Running neighbourhood improvement area programs and John Tory’s proposal to building more affordable housing in Toronto are also potential ways of easing the increase in housing prices in Toronto, while preventing the outflux of existing residents. They ensure that lower-income residents aren’t pushed out from the communities they live in, but instead prosper with the development around them.
However, we also need to be specific about what affordable housing should look like. We should recognize that single-detached homes are not the future — condos are.
Toronto is the fourth-largest city in North America and the largest in Canada — and it is growing. Skylines are inevitably going to be composed of more obstructive skyscrapers. Streets are going to be walked by more people. Businesses we like and don’t like will continue to sprawl throughout the city.
Living in Toronto today means that your dream two-storey detached home, perfectly unobstructed by views of skyscrapers and condominiums, remains exactly that: a dream. Students, unless you end up very rich soon, that dream needs to move to the suburbs, or turn into a condo.
Yet some residents do not want to change in line with the growing city. They view Toronto’s Manhattanization as a problem. Some are afraid of changes to their communities and to the landscape of their neighbourhoods.

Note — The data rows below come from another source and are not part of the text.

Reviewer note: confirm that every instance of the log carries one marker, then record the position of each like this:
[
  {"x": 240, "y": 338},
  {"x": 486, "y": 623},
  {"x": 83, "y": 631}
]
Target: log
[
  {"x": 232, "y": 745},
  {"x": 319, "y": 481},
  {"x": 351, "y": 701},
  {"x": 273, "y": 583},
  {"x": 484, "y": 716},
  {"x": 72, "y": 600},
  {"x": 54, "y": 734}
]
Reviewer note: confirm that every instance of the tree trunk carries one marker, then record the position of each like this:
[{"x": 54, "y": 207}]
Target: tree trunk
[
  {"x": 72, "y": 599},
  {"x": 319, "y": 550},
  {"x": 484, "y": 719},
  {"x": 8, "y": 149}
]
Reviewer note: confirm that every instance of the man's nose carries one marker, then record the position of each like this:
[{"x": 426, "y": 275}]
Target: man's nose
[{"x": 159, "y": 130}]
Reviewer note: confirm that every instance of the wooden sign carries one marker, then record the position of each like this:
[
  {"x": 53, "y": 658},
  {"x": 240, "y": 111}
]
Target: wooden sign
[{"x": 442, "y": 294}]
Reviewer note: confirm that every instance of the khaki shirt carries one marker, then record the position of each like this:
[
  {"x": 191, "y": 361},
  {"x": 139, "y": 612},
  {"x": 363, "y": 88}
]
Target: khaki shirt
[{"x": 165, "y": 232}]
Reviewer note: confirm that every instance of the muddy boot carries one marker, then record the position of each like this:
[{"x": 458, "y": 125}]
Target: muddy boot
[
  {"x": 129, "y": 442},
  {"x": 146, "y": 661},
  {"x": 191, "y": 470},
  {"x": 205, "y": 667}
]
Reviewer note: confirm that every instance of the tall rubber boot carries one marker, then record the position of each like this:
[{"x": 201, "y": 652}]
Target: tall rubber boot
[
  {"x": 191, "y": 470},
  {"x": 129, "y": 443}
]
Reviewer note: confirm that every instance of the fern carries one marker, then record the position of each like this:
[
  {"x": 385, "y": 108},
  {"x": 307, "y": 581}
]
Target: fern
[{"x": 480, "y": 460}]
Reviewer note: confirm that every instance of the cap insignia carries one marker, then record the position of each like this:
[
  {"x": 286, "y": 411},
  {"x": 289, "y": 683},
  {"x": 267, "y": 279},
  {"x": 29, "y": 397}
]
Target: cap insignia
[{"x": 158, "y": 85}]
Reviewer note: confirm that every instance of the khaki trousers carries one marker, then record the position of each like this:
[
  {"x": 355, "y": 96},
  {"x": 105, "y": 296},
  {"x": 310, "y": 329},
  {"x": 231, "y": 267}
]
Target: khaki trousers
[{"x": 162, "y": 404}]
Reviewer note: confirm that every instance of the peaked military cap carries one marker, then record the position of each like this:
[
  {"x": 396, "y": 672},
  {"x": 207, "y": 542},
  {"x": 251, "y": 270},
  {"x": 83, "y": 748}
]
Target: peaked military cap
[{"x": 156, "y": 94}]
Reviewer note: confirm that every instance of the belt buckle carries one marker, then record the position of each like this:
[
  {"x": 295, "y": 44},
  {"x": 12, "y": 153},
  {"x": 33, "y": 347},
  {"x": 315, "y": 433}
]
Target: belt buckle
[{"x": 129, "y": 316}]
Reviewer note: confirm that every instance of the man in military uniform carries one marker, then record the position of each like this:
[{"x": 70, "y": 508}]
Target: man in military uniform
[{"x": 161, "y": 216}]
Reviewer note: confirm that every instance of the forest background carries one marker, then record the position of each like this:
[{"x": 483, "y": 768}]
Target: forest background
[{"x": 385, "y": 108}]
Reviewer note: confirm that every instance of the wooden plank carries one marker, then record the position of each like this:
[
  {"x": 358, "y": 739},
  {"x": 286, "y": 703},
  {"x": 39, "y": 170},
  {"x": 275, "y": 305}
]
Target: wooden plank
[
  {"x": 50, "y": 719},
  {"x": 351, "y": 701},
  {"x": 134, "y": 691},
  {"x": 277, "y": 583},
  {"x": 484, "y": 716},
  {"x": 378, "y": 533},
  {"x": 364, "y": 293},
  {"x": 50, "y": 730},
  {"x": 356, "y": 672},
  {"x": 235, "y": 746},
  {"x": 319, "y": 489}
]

This reflects the Not-In-My-Backyard (NIMBY) attitude that is sprouting across the city.
Recently, outgoing City Councillor Janet Davis tweeted a picture of a “too-tall building,” which seemingly ruined the pleasure of the skyline for commuters driving west on Danforth Avenue. As well, famous Torontonian author Margaret Atwood, alongside several other high-profile residents in the Annex, have led a pushback against a mid-sized condo development in the neighbourhood.

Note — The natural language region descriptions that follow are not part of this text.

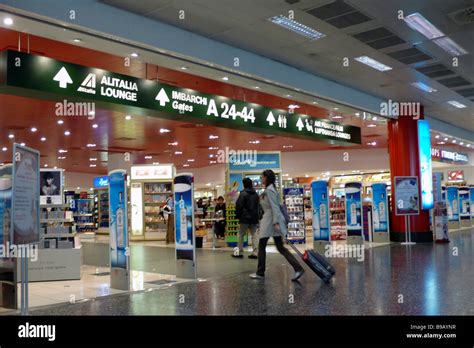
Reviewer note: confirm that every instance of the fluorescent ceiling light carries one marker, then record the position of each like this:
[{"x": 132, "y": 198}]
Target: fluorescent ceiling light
[
  {"x": 373, "y": 63},
  {"x": 419, "y": 23},
  {"x": 297, "y": 27},
  {"x": 456, "y": 104},
  {"x": 423, "y": 87},
  {"x": 450, "y": 46}
]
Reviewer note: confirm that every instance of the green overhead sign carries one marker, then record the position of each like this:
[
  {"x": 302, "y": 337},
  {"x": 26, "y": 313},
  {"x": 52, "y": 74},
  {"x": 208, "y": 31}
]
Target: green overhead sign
[{"x": 42, "y": 77}]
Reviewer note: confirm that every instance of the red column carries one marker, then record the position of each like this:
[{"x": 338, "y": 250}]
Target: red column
[{"x": 404, "y": 161}]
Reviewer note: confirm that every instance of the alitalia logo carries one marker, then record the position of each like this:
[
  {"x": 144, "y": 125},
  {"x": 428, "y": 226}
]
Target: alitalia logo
[{"x": 88, "y": 85}]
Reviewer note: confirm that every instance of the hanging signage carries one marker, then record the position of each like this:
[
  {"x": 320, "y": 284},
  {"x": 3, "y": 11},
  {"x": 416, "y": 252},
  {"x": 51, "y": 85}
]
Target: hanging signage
[
  {"x": 320, "y": 203},
  {"x": 152, "y": 172},
  {"x": 101, "y": 182},
  {"x": 25, "y": 221},
  {"x": 353, "y": 208},
  {"x": 447, "y": 156},
  {"x": 53, "y": 78},
  {"x": 452, "y": 193},
  {"x": 118, "y": 219},
  {"x": 464, "y": 203},
  {"x": 407, "y": 201},
  {"x": 253, "y": 160},
  {"x": 379, "y": 207},
  {"x": 424, "y": 155},
  {"x": 184, "y": 224}
]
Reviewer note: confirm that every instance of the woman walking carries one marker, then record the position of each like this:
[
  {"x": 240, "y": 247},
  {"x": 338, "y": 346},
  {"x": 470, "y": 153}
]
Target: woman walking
[{"x": 273, "y": 225}]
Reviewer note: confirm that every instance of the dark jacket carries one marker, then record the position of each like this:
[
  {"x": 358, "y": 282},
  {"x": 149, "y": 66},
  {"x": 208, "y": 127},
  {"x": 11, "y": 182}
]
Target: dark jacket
[{"x": 246, "y": 207}]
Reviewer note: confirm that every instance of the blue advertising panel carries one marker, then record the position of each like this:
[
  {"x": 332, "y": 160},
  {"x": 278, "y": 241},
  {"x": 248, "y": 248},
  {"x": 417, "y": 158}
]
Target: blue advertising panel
[
  {"x": 437, "y": 187},
  {"x": 379, "y": 207},
  {"x": 354, "y": 208},
  {"x": 452, "y": 193},
  {"x": 252, "y": 160},
  {"x": 464, "y": 203},
  {"x": 320, "y": 203},
  {"x": 101, "y": 182},
  {"x": 5, "y": 202},
  {"x": 118, "y": 219},
  {"x": 426, "y": 178},
  {"x": 25, "y": 220},
  {"x": 406, "y": 192},
  {"x": 184, "y": 216},
  {"x": 471, "y": 194}
]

This is not to say that NIMBYism is unfounded. Concerns of gentrification from the influx of rich people and hipsters are not new. But when the concerns of Davis and Atwood match up to the issues of housing shortages and decreasing affordability, then maybe the development of a new condominium in your neighbourhood is due.

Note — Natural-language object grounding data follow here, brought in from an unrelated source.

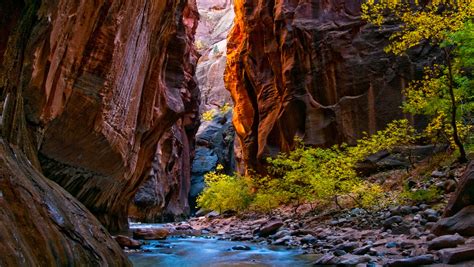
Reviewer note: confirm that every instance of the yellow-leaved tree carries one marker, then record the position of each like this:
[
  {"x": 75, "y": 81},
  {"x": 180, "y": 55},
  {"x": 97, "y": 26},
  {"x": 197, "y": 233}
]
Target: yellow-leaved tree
[{"x": 446, "y": 91}]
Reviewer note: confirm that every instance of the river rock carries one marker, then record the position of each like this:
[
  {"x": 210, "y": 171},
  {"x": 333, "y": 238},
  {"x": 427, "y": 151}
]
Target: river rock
[
  {"x": 241, "y": 247},
  {"x": 412, "y": 261},
  {"x": 151, "y": 233},
  {"x": 269, "y": 228},
  {"x": 362, "y": 250},
  {"x": 455, "y": 255},
  {"x": 446, "y": 241},
  {"x": 351, "y": 260},
  {"x": 462, "y": 223},
  {"x": 347, "y": 247},
  {"x": 327, "y": 259},
  {"x": 127, "y": 242}
]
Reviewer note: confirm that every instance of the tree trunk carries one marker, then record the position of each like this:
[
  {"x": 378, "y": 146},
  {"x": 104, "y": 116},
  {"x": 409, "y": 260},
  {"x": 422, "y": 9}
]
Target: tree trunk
[{"x": 457, "y": 140}]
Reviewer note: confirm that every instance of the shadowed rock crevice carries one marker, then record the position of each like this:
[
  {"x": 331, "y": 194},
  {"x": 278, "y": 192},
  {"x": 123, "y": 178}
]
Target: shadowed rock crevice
[{"x": 321, "y": 57}]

The pushback on apartment and condo development is not helping. Rent prices are soaring while demand is intensifying. Many students on budgets and loans are struggling, and it’s only getting worse.
It’s time for us to stop pushing against the economic forces of high-rise development, and begin to incorporate them into our communities and neighbourhood identities. It is not sensical that some residents want neighbourhoods less tall and less busy, especially when key areas like Bloor Street and Yonge Street and the Annex are perfect locations for student housing.
There are, of course, many new ways that companies and institutions are currently mitigating the issue of affordability in Toronto.
As mentioned, neighbourhood improvement area programs can work to preserve your neighbourhood community identity. More organizations allow workers to work from home today than ever before.
Postsecondary institutions are promoting satellite campuses — such as UTM and UTSC — and it is unfortunate that the provincial government cancelled the funding of three new GTA university campuses. All three levels of government are funding and promoting new pathways for transit.
But these solutions do not compare to the physical construction of more housing within the city. And in a city where buildings can be built much faster than fast transit, what other solutions do we have for ensuring access to affordable housing, other than by building more housing upward?
Toronto is a bustling and fast-growing city. Investment, jobs, and opportunities are coming in faster than ever before — and following this growth are the people. Most will benefit. However, housing demand will continue to grow and so will the cost of living, unless we build more housing to counteract that.
The best solution is to build more high-rises. What Toronto’s communities need to do is open themselves up to further urban expansion and innovation. We need to grow and live with this reality — not oppose it. If you don’t like it, feel free to move to Ajax.
Abeir Liton is a second-year Political Science and Human Geography student at St. Michael’s College. Napas Thein is a second-year Public Policy and Urban Studies student at New College.